More precise with math proof:  
$T(n)=\mathcal{O}(\phi^n), \text{where $\phi$ - golden ratio($1.6180339887498948482...$)}$ (**still very bad**)
### Space Complexity (how much memory it requires)
Let's analyze the call stack:
```
F(n)
↳F(n-1)
  ↳F(n-2)
    ↳F(n-3)
      ↳...
        ↳F(1)
↳F(n-2)
  ↳F(n-3)
    ↳...
      ↳F(1)
```
It doesn't go deeper than $n$ so the space complexity is $\mathcal{O}(n)$

## Relative speed of $\mathcal{O}(2^n)$, $\mathcal{O}(n)$ and $\mathcal{O}(\lg n)$

In [None]:
import time

def measure_call(target, name):
    start = time.clock()
    target()
    elasped = time.clock() - start
    print('%s: %g ms' % (name, elasped * 1000))

In [None]:
def fibonacci_exp(n):
    if n==1:
        return 0
    if n==2:
        return 1
    return fibonacci_exp(n-1)+fibonacci_exp(n-2)

In [None]:
def fibonacci_linear(n):
    if n==1:
        return 0
    if n==2:
        return 1
    f1 = 0
    f2 = 1
    for i in range(2, n):
        f2, f1 = f2 + f1, f2
    
    return f2

In [None]:
def fibonacci_logarithmic(n):
    if n==1:
        return 0
    if n==2:
        return 1

    # Helper function: returns True if n is an even number.
    even = lambda n: (n % 2 == 0)

    (current, next, p, q) = (0, 1, 0, 1)    
    
    n -= 1

    while (n > 0):
        if (even(n)):
            (p, q) = (p**2 + q**2, q**2 + 2*p*q)
            n /= 2
        else:
            (current, next) = (p*current + q*next, q*current + (p+q)*next)
            n -= 1
    
    return current

In [None]:
print('fibonacci_exp(10) =', fibonacci_exp(10))
print('fibonacci_linear(10) =', fibonacci_linear(10))
print('fibonacci_logarithmic(10) =', fibonacci_logarithmic(10))

In [None]:
def run_trial(n):
    if n > 40:
        print('exponential: ∞')
    else:
        measure_call(lambda: fibonacci_exp(n), 'exponential')
    measure_call(lambda: fibonacci_linear(n), 'linear')
    measure_call(lambda: fibonacci_logarithmic(n), 'logarithmic')

In [None]:
run_trial(10)

In [None]:
run_trial(20)

In [None]:
run_trial(30)

In [None]:
run_trial(40)

In [None]:
run_trial(100000)

In [None]:
run_trial(1000000)

## Amortized Time
From stackoverflow:
> If you do an operation say a million times, you don't really care about the worst-case or the best-case of that operation - what you care about is how much time is taken in total when you repeat the operation a million times.
>
> So it doesn't matter if the operation is very slow once in a while, as long as "once in a while" is rare enough for the slowness to be diluted away.
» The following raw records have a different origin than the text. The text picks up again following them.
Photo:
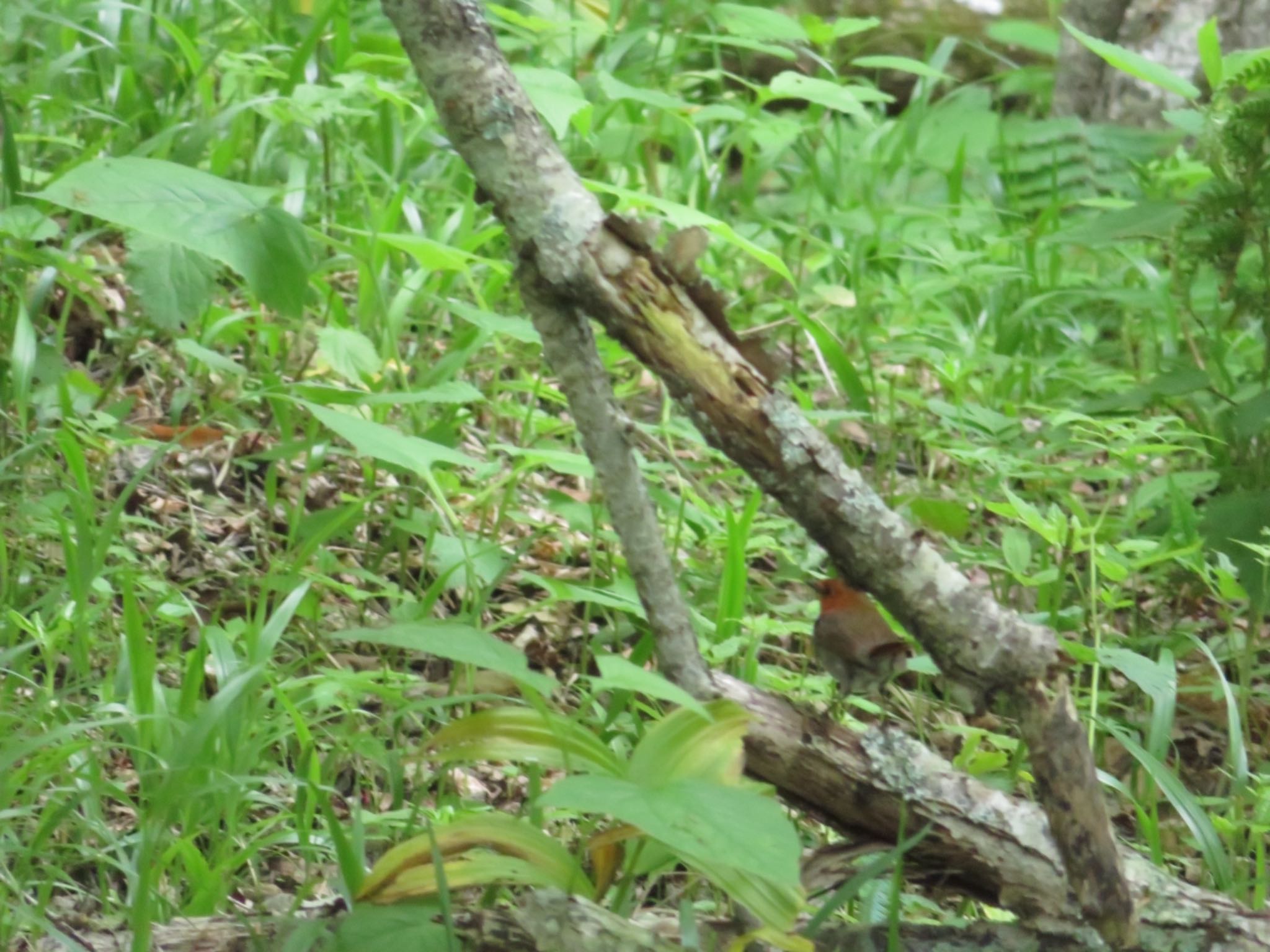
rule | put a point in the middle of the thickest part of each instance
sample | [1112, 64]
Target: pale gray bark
[577, 266]
[1080, 84]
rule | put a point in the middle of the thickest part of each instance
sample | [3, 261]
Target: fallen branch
[573, 265]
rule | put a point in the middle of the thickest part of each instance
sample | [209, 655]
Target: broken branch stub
[579, 266]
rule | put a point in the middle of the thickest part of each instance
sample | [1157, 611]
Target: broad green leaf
[619, 674]
[477, 868]
[1135, 64]
[350, 353]
[27, 224]
[213, 359]
[774, 903]
[174, 282]
[724, 824]
[384, 443]
[525, 735]
[687, 746]
[224, 220]
[500, 834]
[515, 328]
[458, 643]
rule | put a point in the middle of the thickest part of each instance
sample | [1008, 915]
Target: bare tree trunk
[1080, 87]
[577, 265]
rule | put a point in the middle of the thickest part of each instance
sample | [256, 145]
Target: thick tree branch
[1080, 87]
[577, 266]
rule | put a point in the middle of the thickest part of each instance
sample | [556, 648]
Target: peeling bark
[577, 266]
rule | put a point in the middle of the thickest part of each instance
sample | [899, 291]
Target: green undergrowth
[253, 418]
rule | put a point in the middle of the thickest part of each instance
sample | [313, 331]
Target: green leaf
[1155, 681]
[850, 25]
[515, 328]
[944, 516]
[386, 444]
[557, 95]
[174, 282]
[1135, 64]
[406, 928]
[682, 216]
[690, 746]
[350, 353]
[837, 361]
[563, 591]
[224, 220]
[1148, 220]
[1016, 550]
[723, 824]
[1210, 52]
[433, 255]
[525, 735]
[1025, 35]
[458, 643]
[1191, 810]
[391, 880]
[213, 359]
[618, 90]
[832, 95]
[619, 674]
[901, 64]
[758, 23]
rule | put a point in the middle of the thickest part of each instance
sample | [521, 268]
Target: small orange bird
[853, 641]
Essentially amortised time means "average time taken per operation, if you do many operations". Amortised time doesn't have to be constant; you can have linear and logarithmic amortised time or whatever else.
> 
> Let's take mats' example of a dynamic array, to which you repeatedly add new items. Normally adding an item takes constant time (that is, O(1)). But each time the array is full, you allocate twice as much space, copy your data into the new region, and free the old space. Assuming allocates and frees run in constant time, this enlargement process takes O(n) time where n is the current size of the array.
> 
> So each time you enlarge, you take about twice as much time as the last enlarge. But you've also waited twice as long before doing it! The cost of each enlargement can thus be "spread out" among the insertions. This means that in the long term, the total time taken for adding m items to the array is O(m), and so the amortised time (i.e. time per insertion) is O(1).